Plagiarism is a very serious offence and it is strictly prohibited in all assignments and examinations:
“A candidate shall not engage in plagiarism nor employ nor seek to employ any other unfair means at
an examination or in any other form of assessment” (Paragraph 6, HKU’s “Regulations Governing
Students’ Academic Conduct Concerning Assessment”). Students should use proper citations and
provide sources wherever necessary.
There are severe penalties for plagiarism in the School of English. Students found plagiarizing may be
failed not only in the plagiarized oral or written assignment but in the course. Their case will also be
considered by a School panel which may decide on further penalties depending on the gravity of the
offence. This may involve disclosure of the plagiarism committed to teachers of other courses within
the School. The panel may also decide to lodge a complaint with the University's Disciplinary
Committee which can result in other penalties. For details, please refer to the “Protocol on the
Handling of Plagiarism” available on the Faculty’s website.

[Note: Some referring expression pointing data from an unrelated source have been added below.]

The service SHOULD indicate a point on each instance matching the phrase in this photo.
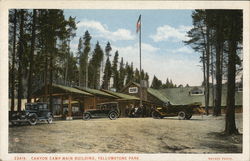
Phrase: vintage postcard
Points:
(124, 80)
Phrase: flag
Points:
(138, 24)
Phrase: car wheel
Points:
(14, 123)
(86, 116)
(113, 115)
(181, 115)
(50, 119)
(156, 115)
(188, 116)
(33, 120)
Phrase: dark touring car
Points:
(33, 113)
(182, 111)
(109, 110)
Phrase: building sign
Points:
(133, 90)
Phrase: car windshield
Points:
(31, 107)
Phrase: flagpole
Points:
(140, 63)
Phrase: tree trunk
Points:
(13, 64)
(45, 77)
(21, 52)
(230, 112)
(204, 80)
(219, 53)
(212, 74)
(207, 70)
(30, 80)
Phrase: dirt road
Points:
(127, 135)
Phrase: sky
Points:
(162, 34)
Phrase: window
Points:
(133, 90)
(196, 92)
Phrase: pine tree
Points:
(156, 83)
(13, 20)
(80, 56)
(115, 73)
(20, 59)
(31, 61)
(84, 59)
(107, 74)
(94, 66)
(122, 73)
(107, 70)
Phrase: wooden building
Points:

There are clear university guidelines in the “What Is Plagiarism” booklet. Students should read these
guidelines carefully and revisit them from time to time, especially before submitting an
assignment. Ignorance about the nature and definition of plagiarism is never an excuse and will not be
accepted.The School of English prepared the “Guidelines for Citing and Documenting Sources” (PDF) for students to download.
Please read HKU’s Turnitin webpage for information on this originality checking engine, which
“offers originality checking on students' work for proper citation or potential plagiarism. Once a paper
is submitted to Turnitin, it will compare with documents in a continuously updated database
consisting of current and archived web pages, millions of student papers worldwide, and collections
of newspapers, magazines, scholarly journals, e-Books and e-Texts”.
Final advice: In case of doubt, consult your teachers or tutors.